Time slows around alt-country singer-songwriter Tift Merritt.
She speaks with a slight drawl -- her voice has an unhurried but direct quality, a casualness that is both refreshing and informal. When she stubs out her Camel Light, Merritt languidly spins it around the ashtray, extinguishing it with short, absent-minded jabs.
Her music is equally timeless. Classic without sounding dated, Merritt's songs and guitar playing move at their own pace. Her worldly, whiskey-soaked alto is both blue and intimate.
While many singers would gladly kill to deliver a song as if they were alive during the Great Depression, Merritt, 26, said her voice has always outpaced her age, ever since she learned to sing along to Dolly Parton records as a child.
"I think it's a blessing. It's not something that I go, 'I have to sound old and worldly,'" she said. "I don't do that at all -- It's just what comes out of me.
"I'm just trying to make good music and trying to say something true, something hard."
Much of the basis for Merritt's steadfast approach to music comes from her parents.
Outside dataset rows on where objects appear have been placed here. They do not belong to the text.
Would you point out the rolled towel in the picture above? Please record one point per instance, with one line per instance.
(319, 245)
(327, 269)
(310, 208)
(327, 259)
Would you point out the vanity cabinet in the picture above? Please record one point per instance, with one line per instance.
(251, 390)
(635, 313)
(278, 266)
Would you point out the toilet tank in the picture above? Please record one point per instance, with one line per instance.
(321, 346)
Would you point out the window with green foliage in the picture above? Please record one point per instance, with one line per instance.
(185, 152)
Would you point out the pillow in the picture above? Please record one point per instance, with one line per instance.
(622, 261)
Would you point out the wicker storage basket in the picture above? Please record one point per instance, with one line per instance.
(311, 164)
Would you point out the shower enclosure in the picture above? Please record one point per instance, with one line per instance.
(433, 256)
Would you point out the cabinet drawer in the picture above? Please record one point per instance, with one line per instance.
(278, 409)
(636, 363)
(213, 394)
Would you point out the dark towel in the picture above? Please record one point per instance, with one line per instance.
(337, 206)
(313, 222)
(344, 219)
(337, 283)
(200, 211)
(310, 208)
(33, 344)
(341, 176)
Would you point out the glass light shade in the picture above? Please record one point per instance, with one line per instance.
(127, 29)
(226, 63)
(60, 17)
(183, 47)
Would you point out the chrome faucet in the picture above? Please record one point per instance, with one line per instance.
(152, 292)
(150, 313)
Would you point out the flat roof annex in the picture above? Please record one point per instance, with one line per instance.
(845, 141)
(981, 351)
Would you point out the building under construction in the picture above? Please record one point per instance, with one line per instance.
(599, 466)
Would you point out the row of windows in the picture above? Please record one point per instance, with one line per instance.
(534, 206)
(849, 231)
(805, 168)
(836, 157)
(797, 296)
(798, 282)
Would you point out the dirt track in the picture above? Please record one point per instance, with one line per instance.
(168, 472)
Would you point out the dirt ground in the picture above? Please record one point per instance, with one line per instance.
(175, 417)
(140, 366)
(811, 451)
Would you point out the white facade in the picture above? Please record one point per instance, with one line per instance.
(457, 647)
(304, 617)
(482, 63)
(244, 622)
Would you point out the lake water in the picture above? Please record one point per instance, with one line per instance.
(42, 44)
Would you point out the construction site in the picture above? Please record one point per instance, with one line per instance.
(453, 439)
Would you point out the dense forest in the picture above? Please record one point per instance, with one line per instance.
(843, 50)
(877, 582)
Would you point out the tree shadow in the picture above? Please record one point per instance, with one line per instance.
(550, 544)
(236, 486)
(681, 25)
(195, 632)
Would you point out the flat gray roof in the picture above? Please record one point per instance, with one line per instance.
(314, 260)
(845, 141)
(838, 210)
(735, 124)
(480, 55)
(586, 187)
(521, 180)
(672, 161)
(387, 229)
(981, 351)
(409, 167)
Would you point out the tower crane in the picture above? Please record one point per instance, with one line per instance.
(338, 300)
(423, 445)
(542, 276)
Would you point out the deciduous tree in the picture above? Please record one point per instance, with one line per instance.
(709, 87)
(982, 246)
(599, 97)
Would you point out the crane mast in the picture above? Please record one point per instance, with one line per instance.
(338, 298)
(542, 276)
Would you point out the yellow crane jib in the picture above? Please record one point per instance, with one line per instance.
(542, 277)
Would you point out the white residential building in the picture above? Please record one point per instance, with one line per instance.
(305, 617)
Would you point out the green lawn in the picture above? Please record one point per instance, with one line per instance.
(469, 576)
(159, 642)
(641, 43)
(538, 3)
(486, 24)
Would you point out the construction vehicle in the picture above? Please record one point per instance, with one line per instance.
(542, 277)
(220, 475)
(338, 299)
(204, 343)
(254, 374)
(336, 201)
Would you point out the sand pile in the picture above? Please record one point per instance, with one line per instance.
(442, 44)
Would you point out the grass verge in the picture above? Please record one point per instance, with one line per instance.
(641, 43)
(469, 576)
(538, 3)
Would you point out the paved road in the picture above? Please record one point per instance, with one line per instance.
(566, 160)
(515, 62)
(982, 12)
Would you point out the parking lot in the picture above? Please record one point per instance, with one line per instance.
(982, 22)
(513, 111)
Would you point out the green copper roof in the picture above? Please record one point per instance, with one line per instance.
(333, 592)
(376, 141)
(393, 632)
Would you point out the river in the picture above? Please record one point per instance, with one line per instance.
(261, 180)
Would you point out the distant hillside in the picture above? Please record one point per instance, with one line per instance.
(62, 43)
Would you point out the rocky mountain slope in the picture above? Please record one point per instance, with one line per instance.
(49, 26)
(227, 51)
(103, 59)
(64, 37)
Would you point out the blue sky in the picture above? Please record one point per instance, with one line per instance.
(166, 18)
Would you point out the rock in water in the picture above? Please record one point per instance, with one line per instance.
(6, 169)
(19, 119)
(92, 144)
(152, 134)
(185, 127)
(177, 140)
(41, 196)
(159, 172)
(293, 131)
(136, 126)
Merritt's father, originally from Texas, could play several instruments by ear and heavily influenced her taste in music early on.
Although he didn't coach his daughter per se, Merritt said her father put her on the right track.
"I got him to show me the chords on the guitar, and he showed me four chords, and he said (imitating a thick Texas drawl) 'You can play any song in the world, and don't bother with the bar chords, cuz they don't sound good,'" she said.